The simulated data are generated by MetaSim(Richter 2008). The genomes are fetched from Mational Center for Biotechnology Information (NCBI) database ( and the NCBI taxonomy is downloaded from . We generate 3 datasets with various number of species and abundance.

Basic information about the 3 datasets
Dataset Number of species Number of reads Abundance
Dataset 1 4 50000  26x
Dataset 2 9 50000  12x
Dataset 3 19 200000  25x

We compare the performance of DirichletCluster with MarkovBin and MetaCluster, which are the best among all the unsupervised binning tools for NGS short reads. For all the 3 methods, we set the input type to paired-end. MarkovBin needs the number of species as input so we set the true value according to each dataset.

The performances of these binning methods are evaluated on precision, sensitivity and number of discovered species as (Wang 2012) does. We also apply adjusted Rand Index as the suggestion from (citation not found: Nguyen_2013) .

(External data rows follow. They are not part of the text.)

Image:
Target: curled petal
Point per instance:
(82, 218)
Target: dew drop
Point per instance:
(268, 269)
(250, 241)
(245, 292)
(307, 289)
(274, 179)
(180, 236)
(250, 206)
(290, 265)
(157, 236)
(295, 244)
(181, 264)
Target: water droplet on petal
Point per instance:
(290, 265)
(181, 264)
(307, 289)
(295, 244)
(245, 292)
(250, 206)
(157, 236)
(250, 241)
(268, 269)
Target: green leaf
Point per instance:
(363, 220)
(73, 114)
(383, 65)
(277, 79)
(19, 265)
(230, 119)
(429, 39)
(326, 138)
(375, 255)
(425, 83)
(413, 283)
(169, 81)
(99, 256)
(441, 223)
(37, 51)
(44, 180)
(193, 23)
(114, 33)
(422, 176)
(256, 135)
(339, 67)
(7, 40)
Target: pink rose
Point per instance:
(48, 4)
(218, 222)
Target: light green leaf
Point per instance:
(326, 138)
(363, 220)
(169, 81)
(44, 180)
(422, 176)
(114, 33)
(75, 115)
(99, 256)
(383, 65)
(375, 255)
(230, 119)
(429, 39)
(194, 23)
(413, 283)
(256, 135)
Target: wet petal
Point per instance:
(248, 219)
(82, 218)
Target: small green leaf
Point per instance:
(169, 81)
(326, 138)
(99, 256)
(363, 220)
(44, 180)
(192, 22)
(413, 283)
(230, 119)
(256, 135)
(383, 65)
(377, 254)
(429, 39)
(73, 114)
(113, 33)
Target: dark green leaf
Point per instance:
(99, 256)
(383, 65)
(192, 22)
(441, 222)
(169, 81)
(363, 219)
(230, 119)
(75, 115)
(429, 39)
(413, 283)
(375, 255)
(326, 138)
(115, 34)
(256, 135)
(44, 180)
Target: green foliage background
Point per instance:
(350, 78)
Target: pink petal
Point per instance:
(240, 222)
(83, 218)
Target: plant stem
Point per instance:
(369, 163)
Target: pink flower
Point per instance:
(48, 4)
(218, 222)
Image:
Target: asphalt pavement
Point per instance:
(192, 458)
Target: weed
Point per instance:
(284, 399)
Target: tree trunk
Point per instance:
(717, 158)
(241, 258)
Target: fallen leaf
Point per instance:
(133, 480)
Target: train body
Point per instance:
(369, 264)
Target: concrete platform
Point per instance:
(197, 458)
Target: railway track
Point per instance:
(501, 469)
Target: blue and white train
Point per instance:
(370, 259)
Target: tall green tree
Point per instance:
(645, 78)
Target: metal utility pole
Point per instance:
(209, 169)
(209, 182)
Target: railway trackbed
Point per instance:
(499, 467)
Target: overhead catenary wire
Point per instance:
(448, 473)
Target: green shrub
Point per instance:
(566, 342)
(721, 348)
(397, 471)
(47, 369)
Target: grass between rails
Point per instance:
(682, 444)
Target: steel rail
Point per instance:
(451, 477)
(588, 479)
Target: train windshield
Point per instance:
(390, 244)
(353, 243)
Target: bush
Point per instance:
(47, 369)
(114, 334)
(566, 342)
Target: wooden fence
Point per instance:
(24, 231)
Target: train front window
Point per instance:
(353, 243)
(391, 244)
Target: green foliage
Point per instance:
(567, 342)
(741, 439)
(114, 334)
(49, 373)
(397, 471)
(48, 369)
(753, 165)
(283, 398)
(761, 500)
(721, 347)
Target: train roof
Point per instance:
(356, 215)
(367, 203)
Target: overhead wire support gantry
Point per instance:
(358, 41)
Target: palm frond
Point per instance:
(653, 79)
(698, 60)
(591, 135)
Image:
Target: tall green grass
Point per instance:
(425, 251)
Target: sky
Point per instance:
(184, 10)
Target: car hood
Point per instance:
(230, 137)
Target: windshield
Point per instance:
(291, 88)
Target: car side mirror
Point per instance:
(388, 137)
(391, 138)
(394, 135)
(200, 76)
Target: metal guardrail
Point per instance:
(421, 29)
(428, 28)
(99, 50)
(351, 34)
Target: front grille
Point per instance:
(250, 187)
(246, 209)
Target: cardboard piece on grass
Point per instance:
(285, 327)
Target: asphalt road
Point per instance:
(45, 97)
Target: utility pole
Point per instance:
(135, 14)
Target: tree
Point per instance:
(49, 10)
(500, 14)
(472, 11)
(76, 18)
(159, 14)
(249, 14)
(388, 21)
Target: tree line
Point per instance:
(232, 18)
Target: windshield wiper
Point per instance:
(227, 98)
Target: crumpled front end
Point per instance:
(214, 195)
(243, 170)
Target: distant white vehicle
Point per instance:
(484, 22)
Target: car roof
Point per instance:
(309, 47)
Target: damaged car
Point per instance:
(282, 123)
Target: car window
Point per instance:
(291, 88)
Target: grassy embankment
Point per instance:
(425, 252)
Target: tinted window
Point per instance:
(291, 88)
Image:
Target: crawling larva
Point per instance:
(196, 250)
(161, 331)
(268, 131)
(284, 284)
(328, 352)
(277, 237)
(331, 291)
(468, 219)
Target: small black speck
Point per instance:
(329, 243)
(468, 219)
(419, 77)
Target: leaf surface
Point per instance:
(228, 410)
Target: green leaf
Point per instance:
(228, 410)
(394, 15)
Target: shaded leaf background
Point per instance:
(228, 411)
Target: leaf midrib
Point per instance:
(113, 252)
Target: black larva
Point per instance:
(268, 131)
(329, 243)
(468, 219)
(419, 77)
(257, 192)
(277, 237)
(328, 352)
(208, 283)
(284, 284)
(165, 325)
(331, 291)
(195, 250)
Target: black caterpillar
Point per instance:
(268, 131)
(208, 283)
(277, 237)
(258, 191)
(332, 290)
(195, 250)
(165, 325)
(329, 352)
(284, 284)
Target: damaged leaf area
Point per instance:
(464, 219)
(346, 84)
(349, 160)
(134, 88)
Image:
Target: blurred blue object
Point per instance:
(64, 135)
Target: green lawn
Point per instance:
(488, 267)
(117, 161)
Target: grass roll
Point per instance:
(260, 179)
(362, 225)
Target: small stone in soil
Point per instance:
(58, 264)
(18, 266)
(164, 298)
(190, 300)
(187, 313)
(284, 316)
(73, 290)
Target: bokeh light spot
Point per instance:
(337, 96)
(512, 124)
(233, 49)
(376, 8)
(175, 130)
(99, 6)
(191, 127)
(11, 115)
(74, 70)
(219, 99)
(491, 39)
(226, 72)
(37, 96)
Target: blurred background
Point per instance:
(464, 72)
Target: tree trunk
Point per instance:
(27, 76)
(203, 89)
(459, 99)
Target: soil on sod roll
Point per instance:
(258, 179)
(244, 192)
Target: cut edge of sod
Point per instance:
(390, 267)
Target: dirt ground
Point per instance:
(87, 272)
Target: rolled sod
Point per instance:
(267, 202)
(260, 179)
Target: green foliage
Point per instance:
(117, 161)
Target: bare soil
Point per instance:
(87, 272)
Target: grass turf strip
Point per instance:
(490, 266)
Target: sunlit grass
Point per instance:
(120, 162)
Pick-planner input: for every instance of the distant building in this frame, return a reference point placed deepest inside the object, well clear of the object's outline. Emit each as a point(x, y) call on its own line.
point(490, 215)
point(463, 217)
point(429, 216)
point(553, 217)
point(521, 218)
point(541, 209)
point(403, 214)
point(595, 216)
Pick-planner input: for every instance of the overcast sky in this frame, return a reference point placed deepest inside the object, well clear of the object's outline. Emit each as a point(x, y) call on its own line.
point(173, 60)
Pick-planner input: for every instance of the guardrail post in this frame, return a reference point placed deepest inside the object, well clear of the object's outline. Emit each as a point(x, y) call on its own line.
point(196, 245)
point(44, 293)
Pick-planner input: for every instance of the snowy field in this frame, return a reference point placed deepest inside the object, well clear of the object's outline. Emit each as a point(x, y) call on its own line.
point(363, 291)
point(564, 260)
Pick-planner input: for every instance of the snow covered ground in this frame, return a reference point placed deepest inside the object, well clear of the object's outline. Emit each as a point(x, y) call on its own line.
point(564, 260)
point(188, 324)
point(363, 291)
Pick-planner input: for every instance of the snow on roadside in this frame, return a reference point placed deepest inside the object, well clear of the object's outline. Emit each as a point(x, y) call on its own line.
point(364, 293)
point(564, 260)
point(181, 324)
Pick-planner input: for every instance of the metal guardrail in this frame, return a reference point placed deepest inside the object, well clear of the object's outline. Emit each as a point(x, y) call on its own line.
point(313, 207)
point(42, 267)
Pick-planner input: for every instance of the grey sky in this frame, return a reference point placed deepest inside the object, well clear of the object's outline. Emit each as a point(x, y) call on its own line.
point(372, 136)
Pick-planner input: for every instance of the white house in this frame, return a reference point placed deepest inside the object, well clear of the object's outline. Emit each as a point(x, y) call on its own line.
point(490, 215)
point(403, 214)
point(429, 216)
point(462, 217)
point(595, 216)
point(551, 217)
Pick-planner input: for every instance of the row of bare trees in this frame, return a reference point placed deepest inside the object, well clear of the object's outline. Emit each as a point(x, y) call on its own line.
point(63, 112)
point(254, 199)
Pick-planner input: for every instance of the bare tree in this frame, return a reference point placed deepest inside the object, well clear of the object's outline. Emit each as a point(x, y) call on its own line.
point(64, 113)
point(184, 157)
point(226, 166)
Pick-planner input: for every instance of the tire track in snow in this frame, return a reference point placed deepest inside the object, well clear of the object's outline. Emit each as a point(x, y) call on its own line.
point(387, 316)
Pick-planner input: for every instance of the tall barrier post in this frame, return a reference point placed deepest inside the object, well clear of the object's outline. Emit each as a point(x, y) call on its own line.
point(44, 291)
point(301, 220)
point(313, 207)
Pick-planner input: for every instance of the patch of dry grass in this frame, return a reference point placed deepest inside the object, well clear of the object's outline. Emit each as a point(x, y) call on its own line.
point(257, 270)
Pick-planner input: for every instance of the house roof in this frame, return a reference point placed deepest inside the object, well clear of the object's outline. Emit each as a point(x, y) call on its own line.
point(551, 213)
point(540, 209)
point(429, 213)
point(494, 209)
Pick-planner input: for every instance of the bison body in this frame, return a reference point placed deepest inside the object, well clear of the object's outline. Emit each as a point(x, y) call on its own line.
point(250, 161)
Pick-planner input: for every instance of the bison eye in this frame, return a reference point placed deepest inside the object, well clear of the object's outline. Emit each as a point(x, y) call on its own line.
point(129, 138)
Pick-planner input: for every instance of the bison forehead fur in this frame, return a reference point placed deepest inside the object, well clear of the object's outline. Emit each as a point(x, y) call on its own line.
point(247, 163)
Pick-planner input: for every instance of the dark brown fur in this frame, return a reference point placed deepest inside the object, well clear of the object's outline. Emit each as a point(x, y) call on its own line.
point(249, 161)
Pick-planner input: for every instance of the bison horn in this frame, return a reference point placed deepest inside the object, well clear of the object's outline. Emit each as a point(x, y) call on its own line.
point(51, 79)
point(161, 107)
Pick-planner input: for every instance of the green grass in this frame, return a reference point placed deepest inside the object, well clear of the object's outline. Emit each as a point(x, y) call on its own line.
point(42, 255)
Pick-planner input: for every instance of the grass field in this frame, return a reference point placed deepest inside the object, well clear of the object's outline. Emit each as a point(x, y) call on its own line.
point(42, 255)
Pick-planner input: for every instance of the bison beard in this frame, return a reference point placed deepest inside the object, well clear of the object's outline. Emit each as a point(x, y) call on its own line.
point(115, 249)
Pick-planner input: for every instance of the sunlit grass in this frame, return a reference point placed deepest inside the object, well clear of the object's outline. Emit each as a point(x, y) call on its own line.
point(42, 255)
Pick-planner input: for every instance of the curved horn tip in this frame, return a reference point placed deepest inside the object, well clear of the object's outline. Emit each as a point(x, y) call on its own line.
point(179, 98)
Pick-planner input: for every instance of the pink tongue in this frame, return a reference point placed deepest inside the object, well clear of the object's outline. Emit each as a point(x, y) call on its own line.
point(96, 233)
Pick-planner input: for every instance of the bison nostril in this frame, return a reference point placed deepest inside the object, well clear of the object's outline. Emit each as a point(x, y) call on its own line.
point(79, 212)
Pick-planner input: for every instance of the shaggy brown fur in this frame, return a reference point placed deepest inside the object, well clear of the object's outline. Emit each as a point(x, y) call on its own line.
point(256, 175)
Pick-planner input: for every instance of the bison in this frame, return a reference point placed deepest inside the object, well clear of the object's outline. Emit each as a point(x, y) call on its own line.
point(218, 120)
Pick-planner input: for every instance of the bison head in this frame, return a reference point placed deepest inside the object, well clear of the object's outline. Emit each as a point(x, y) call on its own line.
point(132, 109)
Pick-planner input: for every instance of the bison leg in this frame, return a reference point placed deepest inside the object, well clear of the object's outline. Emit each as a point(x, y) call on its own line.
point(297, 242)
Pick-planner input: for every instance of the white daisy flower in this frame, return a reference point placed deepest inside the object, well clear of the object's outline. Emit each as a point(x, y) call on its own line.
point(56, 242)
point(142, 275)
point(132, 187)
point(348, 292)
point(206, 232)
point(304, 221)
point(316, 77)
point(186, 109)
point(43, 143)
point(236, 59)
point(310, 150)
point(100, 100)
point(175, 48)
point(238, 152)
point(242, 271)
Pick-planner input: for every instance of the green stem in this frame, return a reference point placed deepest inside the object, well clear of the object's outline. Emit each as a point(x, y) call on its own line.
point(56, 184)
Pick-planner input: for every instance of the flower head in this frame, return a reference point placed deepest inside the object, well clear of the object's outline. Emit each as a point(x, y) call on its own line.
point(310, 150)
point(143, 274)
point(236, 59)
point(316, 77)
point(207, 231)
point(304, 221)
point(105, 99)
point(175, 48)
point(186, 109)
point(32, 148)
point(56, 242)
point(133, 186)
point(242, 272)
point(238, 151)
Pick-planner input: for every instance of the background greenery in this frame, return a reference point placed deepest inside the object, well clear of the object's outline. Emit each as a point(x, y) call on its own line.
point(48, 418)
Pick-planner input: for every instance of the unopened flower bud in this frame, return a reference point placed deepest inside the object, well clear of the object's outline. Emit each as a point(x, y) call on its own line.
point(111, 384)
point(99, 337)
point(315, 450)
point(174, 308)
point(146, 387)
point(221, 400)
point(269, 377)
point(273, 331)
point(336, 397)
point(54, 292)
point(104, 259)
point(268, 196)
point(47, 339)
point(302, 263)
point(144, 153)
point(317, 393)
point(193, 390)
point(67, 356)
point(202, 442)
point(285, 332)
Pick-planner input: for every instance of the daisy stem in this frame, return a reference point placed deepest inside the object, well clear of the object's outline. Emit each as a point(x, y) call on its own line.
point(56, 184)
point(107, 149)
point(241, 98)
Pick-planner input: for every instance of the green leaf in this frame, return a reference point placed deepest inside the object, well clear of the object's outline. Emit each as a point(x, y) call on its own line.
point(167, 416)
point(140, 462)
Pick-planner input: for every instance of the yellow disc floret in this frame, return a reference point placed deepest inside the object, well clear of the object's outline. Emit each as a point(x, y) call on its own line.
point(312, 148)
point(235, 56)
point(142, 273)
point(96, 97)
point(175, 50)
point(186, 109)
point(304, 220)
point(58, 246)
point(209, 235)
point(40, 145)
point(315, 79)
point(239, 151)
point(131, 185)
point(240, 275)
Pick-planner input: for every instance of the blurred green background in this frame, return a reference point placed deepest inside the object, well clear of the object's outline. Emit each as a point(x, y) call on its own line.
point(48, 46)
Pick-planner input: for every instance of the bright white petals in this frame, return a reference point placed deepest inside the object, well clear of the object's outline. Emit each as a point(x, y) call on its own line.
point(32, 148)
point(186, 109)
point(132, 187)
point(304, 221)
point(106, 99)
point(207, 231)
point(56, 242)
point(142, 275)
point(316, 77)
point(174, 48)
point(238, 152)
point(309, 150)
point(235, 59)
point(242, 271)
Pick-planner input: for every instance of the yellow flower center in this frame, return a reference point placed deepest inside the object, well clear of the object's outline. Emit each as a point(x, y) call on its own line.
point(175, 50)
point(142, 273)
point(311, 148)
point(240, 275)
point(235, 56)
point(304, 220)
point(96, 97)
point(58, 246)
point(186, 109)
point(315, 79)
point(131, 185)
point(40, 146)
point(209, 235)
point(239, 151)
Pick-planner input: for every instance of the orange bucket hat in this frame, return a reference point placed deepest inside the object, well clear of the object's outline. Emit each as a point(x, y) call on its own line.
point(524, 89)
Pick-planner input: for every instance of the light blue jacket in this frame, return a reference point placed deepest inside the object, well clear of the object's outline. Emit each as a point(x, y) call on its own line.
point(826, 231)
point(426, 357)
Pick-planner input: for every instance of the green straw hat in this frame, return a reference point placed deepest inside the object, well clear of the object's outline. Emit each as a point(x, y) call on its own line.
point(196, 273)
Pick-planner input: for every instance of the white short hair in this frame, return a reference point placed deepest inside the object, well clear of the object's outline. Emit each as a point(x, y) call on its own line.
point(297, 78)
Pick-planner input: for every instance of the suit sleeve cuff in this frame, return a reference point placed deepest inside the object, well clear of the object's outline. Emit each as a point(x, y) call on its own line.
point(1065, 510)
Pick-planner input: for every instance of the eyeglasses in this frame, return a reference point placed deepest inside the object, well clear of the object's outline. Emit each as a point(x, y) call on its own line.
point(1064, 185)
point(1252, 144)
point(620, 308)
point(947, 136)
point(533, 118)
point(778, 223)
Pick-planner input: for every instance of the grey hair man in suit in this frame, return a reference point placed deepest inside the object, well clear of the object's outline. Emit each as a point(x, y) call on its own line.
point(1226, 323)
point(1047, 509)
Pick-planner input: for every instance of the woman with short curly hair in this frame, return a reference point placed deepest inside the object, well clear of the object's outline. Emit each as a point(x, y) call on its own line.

As we can see, MetaCluster always gets very high sensitivity but the overall performance is limited by number of discovered species. Abundance means a lot to it since MetaCluster gets better result in Dataset 1 and 3 (higher abundance, ~25x) than Dataset 2 (lower abundance, ~12x). For MarkovBin, however, the result becomes unacceptable with the number of species increasing.

DirichletCluster discovers most species in all the three datasets. Lower abundance does have some effect but precision and sensitivity are both acceptable in Dataset 2. Sensitivity of DirichletCluster can be compared to MetaCluster when the abundance is low or the number of species is small. When number of species is large, though the sensitivity is not as good as MetaCluster, the overall performance is much better.